In the case, the United States vs. Peter Madoff, the accused is Peter Madoff and the defendant is the United States which is representing the public. Peter was had been accused of aiding his brother, Bernard L, Madoff to swindle off investors huge amounts of money through a Ponzi scheme. His brother had been convicted of the crimes four years earlier to serve 150 years in jail. This case had been brought to a Manhattan court and the judge presiding over this case was U.S. District Judge Laura Taylor Swain. The questions of the case included when did peter Madoff first learn about the crimes that were occurring at the securities advisory firm owned by his brother? During the proceedings of this case, some of the witnesses and victims spoke of how they had been fraudulently defrauded and begged the judge to give peter a life sentence. In his defense, Peter admitted to not knowing about the crimes by his brother until he was arrested. The accused was sentenced to serve for 10 years in prison and all his wealth was reposed by the state.

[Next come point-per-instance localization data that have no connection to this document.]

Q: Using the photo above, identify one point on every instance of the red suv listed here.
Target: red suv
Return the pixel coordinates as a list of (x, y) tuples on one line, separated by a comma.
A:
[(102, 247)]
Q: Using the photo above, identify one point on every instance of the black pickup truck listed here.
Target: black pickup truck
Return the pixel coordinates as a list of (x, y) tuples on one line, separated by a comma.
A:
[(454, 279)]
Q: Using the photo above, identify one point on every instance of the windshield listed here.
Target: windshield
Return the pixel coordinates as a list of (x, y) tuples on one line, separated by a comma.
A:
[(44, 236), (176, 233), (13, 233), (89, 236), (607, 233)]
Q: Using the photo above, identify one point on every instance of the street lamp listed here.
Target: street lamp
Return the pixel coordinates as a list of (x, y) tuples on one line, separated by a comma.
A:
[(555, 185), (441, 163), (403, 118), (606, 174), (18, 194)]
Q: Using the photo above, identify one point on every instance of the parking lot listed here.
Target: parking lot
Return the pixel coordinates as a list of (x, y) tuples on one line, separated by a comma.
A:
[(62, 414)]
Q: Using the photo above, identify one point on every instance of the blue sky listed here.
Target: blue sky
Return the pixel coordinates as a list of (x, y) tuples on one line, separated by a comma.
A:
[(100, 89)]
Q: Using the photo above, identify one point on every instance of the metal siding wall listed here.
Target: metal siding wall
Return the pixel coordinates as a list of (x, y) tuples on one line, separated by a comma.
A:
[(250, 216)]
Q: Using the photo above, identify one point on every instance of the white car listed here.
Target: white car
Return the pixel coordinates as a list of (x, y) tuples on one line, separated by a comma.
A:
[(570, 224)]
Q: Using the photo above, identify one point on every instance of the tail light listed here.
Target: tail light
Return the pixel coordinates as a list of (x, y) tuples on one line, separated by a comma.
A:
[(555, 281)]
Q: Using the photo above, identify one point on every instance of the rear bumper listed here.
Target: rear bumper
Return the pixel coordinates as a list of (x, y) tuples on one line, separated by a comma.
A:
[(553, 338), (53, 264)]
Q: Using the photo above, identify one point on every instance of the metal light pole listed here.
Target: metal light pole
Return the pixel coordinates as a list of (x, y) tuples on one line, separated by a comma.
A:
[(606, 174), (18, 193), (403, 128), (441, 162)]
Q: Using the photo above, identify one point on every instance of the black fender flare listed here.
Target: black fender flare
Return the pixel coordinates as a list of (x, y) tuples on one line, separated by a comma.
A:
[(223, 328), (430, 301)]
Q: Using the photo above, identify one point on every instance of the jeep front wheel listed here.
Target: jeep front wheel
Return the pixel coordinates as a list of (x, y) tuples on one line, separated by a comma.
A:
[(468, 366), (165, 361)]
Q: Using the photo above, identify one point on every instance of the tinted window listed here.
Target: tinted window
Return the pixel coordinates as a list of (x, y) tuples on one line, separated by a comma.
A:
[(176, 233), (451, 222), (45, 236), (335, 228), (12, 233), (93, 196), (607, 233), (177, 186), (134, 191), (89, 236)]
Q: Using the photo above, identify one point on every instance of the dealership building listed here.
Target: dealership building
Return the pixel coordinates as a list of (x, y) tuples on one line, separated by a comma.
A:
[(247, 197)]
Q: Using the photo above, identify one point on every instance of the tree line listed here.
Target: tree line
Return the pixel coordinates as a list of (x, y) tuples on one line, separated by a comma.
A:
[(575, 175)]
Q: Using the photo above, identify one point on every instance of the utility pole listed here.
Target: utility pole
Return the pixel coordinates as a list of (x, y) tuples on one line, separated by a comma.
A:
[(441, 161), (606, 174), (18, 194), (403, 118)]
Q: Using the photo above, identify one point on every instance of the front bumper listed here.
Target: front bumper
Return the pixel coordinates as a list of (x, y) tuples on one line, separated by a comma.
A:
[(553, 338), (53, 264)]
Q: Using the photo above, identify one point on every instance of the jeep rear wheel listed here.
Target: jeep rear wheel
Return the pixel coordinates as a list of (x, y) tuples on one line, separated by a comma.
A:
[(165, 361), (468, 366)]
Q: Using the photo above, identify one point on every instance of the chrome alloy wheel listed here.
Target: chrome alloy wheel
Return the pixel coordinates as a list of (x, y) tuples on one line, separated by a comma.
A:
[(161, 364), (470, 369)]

This case, the United States vs. Peter Madoff is a white collar crime because it fits all the characteristics of a white collar crime. The first major characteristic was that the crime committed by Peter was not violent. The crime was also hugely dependent on the concealment of information as Peter argued that he was not aware of what his bigger brother was doing yet he was the chief financial officer. According to Gottschalk (2010), the other characteristics are that the crime was profitable, and the perpetrators of the crime were not someone homeless. A white collar crime is also characterized by the various monetary investigation authorities in coordination with the FBI.
Gottschalk, P. (2010). White-collar crime: Detection, prevention and strategy in business enterprises. Boca Raton: Universal Publishers.